All the factors studied in this meta-analysis could be considered and influenced the Enhanced Recovery After Surgery (ERAS) protocol, which is a comprehensive approach designed to optimize the care of surgical patients by implementing evidence-based strategies before, during, and after surgery30. It has been observed that only some components of the ERAS program are widely implemented in current clinical practice30. This approach aims to minimize surgical stress, maintain physiological function, and accelerate recovery to improve outcomes and reduce hospital stay30. ERAS protocols in joint replacement surgery have been associated with a reduced length of hospital stay, decreased pain, cost savings, improved patient-reported outcomes, and decreased incidence of complications, although the quality of evidence remains low30. Some of the recommendations of this protocol include preoperative education, optimization of certain factors (smoking, alcohol, anemia), preoperative fasting, standard anesthesia protocols, use of local anesthetics for pain control, prevention of nausea and vomiting, management of perioperative blood loss with tranexamic acid, oral analgesia, maintenance of normothermia, antimicrobial and antithrombotic prophylaxis, perioperative surgical factors, fluid management, postoperative nutritional care, and early mobilization31.

Limitations

This study has several limitations that must be considered when interpreting the results. First, most studies included in this review were retrospective in nature, which can introduce selection bias and limit the data quality. Additionally, owing to the lack of standardization in data collection, there were variables of interest that could not be compared across studies because of the unavailability of that information in published reports. There is a lack of analysis on the role of psychological aspects or possible psychiatric alterations in same-day discharge failure. These factors can significantly influence the outcome, but were not addressed in the studies included in this meta-analysis, which may limit our complete understanding of the determinants of same-day discharge failure after arthroplasty.
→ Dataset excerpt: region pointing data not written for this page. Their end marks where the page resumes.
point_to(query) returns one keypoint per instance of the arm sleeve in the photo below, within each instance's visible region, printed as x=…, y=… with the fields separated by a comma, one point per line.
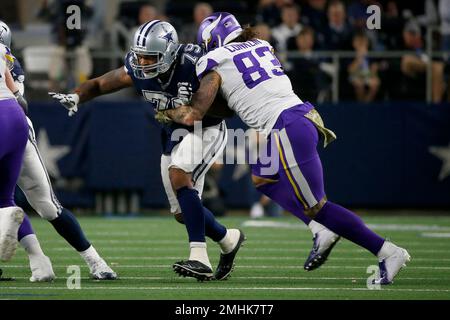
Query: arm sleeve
x=204, y=65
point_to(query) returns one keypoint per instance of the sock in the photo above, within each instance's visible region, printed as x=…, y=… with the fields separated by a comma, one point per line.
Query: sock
x=193, y=213
x=68, y=227
x=213, y=229
x=348, y=225
x=199, y=253
x=228, y=242
x=285, y=199
x=315, y=227
x=90, y=256
x=31, y=245
x=25, y=228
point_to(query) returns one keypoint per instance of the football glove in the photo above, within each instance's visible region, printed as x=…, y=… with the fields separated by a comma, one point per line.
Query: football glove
x=21, y=101
x=185, y=92
x=69, y=101
x=161, y=117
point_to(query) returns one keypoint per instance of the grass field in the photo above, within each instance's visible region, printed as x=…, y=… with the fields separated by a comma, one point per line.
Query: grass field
x=269, y=266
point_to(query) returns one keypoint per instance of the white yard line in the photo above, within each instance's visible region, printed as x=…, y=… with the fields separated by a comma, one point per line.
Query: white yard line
x=258, y=278
x=75, y=258
x=377, y=226
x=154, y=266
x=247, y=249
x=233, y=288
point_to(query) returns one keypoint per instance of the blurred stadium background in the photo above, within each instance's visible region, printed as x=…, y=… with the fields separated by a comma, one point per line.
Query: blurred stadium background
x=384, y=92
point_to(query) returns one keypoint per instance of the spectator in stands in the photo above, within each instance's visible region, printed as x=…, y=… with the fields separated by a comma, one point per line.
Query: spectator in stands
x=414, y=66
x=269, y=11
x=314, y=14
x=309, y=74
x=363, y=74
x=290, y=27
x=68, y=42
x=188, y=33
x=339, y=34
x=146, y=13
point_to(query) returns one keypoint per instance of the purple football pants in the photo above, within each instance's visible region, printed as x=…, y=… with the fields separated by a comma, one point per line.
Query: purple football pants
x=297, y=169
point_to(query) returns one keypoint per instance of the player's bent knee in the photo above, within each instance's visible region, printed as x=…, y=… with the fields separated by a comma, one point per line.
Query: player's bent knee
x=179, y=178
x=179, y=217
x=313, y=211
x=260, y=181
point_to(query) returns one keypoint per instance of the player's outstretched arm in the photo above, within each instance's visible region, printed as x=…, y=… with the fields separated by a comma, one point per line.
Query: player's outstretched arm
x=200, y=103
x=112, y=81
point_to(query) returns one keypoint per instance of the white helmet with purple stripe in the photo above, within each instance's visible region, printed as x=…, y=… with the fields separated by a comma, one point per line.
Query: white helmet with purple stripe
x=217, y=30
x=157, y=39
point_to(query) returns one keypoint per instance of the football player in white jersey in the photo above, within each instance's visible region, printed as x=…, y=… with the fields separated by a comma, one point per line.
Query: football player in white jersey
x=35, y=184
x=13, y=137
x=163, y=71
x=252, y=80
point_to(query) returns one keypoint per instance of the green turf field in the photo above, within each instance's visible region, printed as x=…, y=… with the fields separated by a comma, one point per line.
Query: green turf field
x=269, y=266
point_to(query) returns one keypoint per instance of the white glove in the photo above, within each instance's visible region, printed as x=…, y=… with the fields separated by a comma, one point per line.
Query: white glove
x=185, y=92
x=69, y=101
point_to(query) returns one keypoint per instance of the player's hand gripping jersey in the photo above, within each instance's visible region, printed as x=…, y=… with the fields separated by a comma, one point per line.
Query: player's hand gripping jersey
x=175, y=91
x=5, y=59
x=16, y=71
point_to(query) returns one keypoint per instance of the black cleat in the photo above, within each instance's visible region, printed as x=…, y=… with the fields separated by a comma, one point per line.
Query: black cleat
x=226, y=263
x=316, y=259
x=194, y=269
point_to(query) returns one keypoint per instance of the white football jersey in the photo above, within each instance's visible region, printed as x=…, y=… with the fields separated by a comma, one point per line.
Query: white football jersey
x=5, y=93
x=253, y=82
Furthermore, the low number of articles available for certain variables limited our ability to perform subgroup analyses and to explore potential interactions between variables of interest. This may affect the generalizability of the results and identification of specific risk factors in the determined subpopulations. Another limitation was the inclusion of the results of total hip and knee arthroplasty without proper separation. Although subgroup analyses were performed when possible to control for the heterogeneity between studies, this mixing of results can affect the interpretation and applicability of the findings.

Conclusions

In conclusion, this study provides valuable information on the causes of failure and risk factors for same-day discharge after arthroplasty. These results highlight the importance of addressing specific identified complications, such as orthostatic hypotension, inadequate physical condition, and nausea/vomiting, to improve the same-day discharge outcomes. Additionally, the female sex, smoking patients, physical status of the ASA of Anesthesiologists, and type of anesthesia were identified as important clinical considerations. The type of approach did not influence the results. These findings underscore the need to implement perioperative management strategies targeted at preventing and adequately addressing identified complications to improve the feasibility and outcomes of same-day discharge after arthroplasty. Additionally, studies that allow for proper separation of the results between total hip arthroplasty (THA) and total knee arthroplasty (TKA) are recommended.